Kamis, 20 November 2008

The Inclusive Golden Rule

Many Gedolim (great scholars) has instructed us to follow the custom of the Ari"zal by stating prior to prayer: "Hareini mekabel 'alai mitzvas 'asei shel ve-ahavta le-re'akha kamocha" - Behold, I accept upon myself the positive commandment to 'love your fellow as yourself' (Leviticus 19:18). According to Rabbi Akiva, one of the foremost Talmudic sages, this is the great principle in the Torah ("K'lal gadol ba-Torah").

While many people render the word 're'akh' here as 'your fellow Jew' (according to its context), this great principle can always be broaden to its fullest expression to include the whole humanity.

There is famous story of Rabbi Hillel, who lived in the 1st century B.C.E.

A gentile who wants to convert asked Hillel to teach him the entire Torah while standing on one foot. Hillel replied, “What is hateful to yourself, do not do to your fellow man. That is the whole of Torah and the rest is but commentary. Go and study it.” (Babylonian Talmud, Shabbat 31a)

To include all men, the same Hillel used the term "beriot" (creatures) when inculcating the teaching of love: "Love the fellow-creatures" (Abot i. 12).
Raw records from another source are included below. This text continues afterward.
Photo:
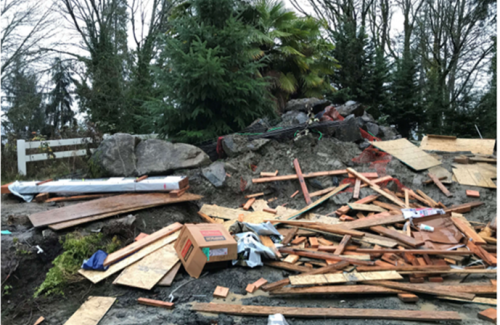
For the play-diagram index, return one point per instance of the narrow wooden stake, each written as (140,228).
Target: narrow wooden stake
(357,187)
(440,185)
(303,185)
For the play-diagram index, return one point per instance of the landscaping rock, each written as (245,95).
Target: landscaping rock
(155,157)
(305,104)
(115,156)
(235,144)
(349,108)
(373,129)
(215,174)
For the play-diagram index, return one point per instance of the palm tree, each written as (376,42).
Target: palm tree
(297,56)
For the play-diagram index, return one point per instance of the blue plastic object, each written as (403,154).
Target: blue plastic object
(95,262)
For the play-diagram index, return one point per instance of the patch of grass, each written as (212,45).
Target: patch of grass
(76,249)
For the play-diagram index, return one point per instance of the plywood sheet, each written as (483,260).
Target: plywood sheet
(344,277)
(97,276)
(475,175)
(222,212)
(146,273)
(408,153)
(481,146)
(92,311)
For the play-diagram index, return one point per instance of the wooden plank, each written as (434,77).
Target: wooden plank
(91,311)
(468,231)
(335,290)
(368,199)
(42,197)
(489,315)
(427,289)
(248,204)
(146,273)
(254,195)
(412,251)
(292,177)
(322,270)
(222,212)
(342,245)
(288,266)
(481,146)
(167,280)
(105,205)
(302,182)
(315,204)
(135,246)
(357,188)
(269,174)
(362,178)
(221,292)
(156,303)
(407,153)
(334,313)
(319,279)
(97,276)
(78,197)
(440,185)
(366,207)
(324,256)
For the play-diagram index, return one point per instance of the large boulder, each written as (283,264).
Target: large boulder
(215,174)
(115,156)
(304,104)
(351,107)
(156,156)
(235,144)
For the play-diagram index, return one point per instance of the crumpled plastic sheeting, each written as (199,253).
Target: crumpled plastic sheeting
(251,250)
(14,189)
(276,319)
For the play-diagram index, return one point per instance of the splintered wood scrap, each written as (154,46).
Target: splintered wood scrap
(489,315)
(269,174)
(248,204)
(156,303)
(221,292)
(302,182)
(439,184)
(137,180)
(357,187)
(333,313)
(254,195)
(467,230)
(471,193)
(361,177)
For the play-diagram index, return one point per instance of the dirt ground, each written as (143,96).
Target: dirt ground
(29,268)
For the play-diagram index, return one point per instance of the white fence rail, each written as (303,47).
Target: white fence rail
(22,145)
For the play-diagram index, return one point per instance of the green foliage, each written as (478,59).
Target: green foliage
(209,85)
(76,248)
(297,57)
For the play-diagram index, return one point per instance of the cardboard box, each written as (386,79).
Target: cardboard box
(204,243)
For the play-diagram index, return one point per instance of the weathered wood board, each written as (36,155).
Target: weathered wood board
(408,153)
(475,175)
(91,311)
(482,146)
(147,272)
(343,277)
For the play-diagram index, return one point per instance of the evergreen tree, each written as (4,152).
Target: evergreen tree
(58,111)
(210,83)
(24,111)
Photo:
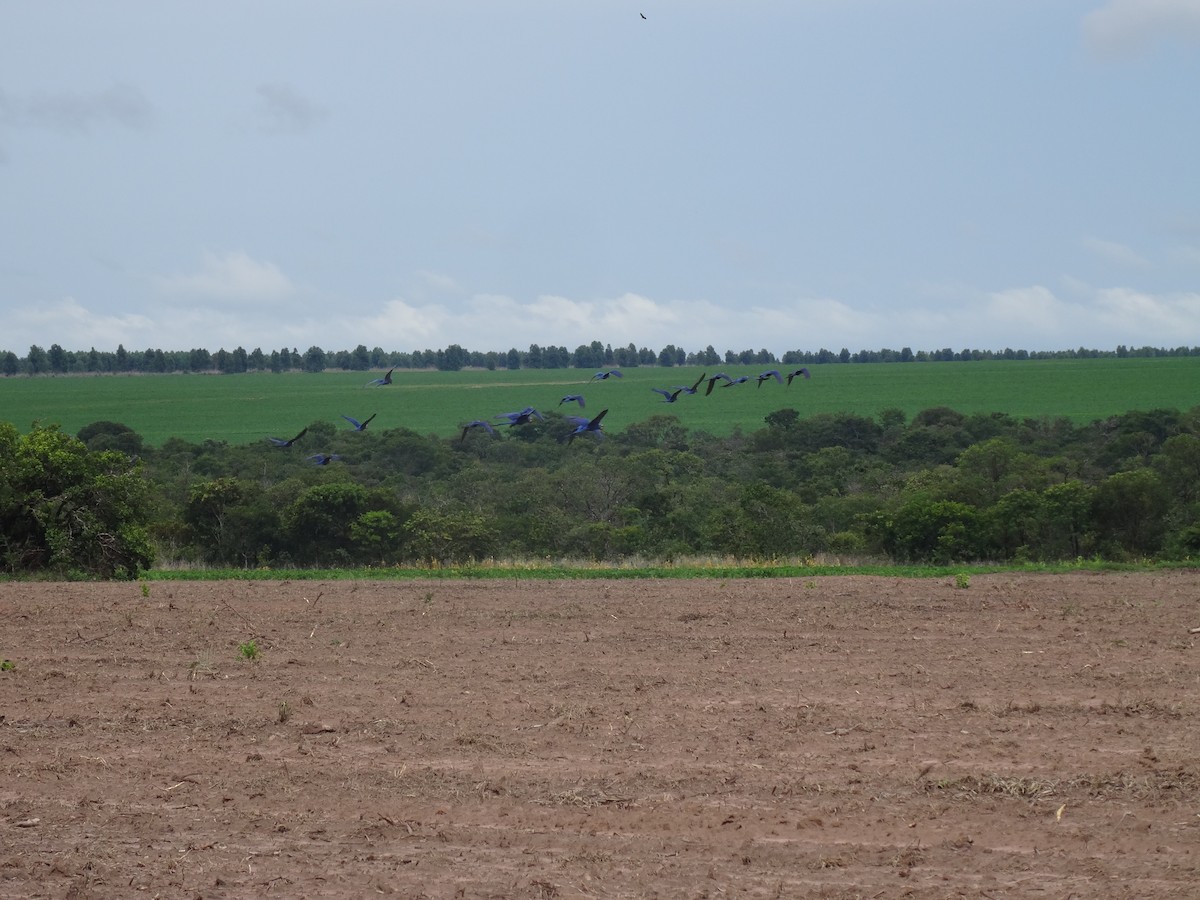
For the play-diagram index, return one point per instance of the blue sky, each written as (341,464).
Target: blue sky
(754,174)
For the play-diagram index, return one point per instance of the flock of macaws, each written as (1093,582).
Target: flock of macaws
(583,425)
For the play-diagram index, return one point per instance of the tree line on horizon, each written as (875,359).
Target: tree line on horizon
(940,487)
(57,360)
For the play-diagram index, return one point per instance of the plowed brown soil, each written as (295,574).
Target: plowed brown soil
(1025,736)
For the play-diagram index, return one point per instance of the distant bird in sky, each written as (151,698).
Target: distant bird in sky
(385,379)
(714,379)
(289,442)
(802,371)
(582,426)
(523,418)
(478,424)
(768,375)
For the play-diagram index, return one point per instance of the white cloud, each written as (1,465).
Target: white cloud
(1156,319)
(1126,28)
(229,276)
(1115,252)
(73,327)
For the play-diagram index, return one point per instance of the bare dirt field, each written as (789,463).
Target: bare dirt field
(835,737)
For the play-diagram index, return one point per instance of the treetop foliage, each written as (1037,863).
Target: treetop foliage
(454,358)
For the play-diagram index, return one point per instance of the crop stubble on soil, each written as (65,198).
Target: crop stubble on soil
(1027,736)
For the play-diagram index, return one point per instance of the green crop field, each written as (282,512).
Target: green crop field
(244,408)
Hatred of fellow-creatures ("sinat ha-beriyot") is similarly declared by R. Joshua b. Hananiah to be one of the three things that drive man out of the world (Abot ii. 16). 

The term "neighbor" has at all times been thus understood by Jewish teachers. In Tanna debe Eliyahu R. xv. it is said: "Blessed be the Lord who is impartial toward all. He says: 'Thou shalt not defraud thy neighbor. Thy neighbor is like thy brother, and thy brother is like thy neighbor.'" Likewise in xxviii.: "Thou shalt love the Lord thy God"; that is, thou shalt make the name of God beloved to the creatures by a righteous conduct toward Gentiles as well as Jews (compare Sifre, Deut. 32). Aaron b. Abraham ibn Ḥayyim of the sixteenth century, in his commentary to Sifre, l.c.; Ḥayyim Vital, the cabalist, in his "Sha'are Ḳedushah," i. 5; and Moses Ḥagis of the eighteenth century, in his work on the 613 commandments, while commenting on Deut. xxiii. 7, teach alike that the law of love of the neighbor includes the non-Israelite as well as the Israelite.

Not surprisingly, Israel's postal service quoted from this commandment when it commemorated the Universal Declaration of Human Rights on a 1958 postage stamp.